Edith had been very busy with her fancy-work, and she did not look up when Cosden appealed to her for an answer.
"Now you're getting nearer to what Mr. Huntington means," she said with decision. "You know your business world,—its customs and its standards, and as you have just explained they are not always consistent. The same is true of the social world, and that, as I understand it, Mr. Huntington knows better than you do. The social world has its customs and standards just the same, and in many cases they are equally inconsistent. You can't explain these inconsistencies in one any more than in the other; they simply exist. What you still have to do is to become familiar with them as you have with those in the business world."
"That is where the wife comes in,—that's what she's for," Cosden insisted. "That's the very reason I want to marry a woman who knows that end of the game. When I select a partner in my business I don't want him to handle my end, but rather some part of it which he can do better than I can. And the same thing ought to apply here."
"Perhaps it ought, Mr. Cosden, but that is just the point,—it doesn't; and the first thing Mr. Huntington would tell you is that the two don't mix. Here are two distinct worlds which touch each other very closely; the one admits the other to a certain extent, the other never admits the one."

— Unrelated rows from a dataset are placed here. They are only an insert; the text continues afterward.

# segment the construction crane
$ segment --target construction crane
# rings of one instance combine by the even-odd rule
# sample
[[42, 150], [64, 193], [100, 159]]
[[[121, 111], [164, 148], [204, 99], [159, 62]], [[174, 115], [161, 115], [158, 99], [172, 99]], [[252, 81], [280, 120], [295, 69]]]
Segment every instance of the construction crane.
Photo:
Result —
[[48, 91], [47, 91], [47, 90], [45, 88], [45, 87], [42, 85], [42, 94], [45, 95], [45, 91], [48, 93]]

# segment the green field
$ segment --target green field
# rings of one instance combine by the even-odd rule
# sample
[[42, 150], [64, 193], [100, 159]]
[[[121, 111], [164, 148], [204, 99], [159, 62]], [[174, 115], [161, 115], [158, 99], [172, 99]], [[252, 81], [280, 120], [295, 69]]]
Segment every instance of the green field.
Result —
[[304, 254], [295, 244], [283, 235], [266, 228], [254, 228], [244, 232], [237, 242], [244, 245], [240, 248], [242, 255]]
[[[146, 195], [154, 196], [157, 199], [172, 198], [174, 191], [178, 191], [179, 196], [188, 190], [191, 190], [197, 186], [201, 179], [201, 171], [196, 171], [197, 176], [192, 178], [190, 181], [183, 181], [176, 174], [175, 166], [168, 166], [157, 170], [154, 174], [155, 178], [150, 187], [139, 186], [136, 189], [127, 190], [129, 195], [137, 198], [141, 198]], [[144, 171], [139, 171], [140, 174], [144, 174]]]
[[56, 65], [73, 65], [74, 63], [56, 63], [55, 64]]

"Then the wife won't do it?"
"Not alone. Many a wife has accomplished for her husband what he never could have gained for himself, but only when the man has permitted her to teach him how to leave his business behind him when he leaves his office. Business plays its part in the social world, but it is one of those polite amenities not to recognize the machinery which makes society possible."
Cosden moved uncomfortably in his chair. "I'm not a climber," he said. "I haven't any desire to force myself in where I'm not wanted; but here I am, a member of some of the best clubs in my own city, recognized in the business world, and acquainted with every one who is worth knowing. Until within twenty-four hours I supposed that I was as much a part of the social organization as I chose to be,—no more, no less. Now, the best friend I have in the world tells me point blank that the very thing I supposed was most to my credit is a bar across the path I have elected to take. I'm not ready yet to admit it. Monty says that I've lost something, but he's wrong: apparently the attributes he has in mind I never even possessed."
"Then the more reason to exert yourself until you do possess them."
"But if I lack them, why haven't I felt the lack before?" he appealed. "I'm thrown all the time with the very men on whom the social life of Boston rests."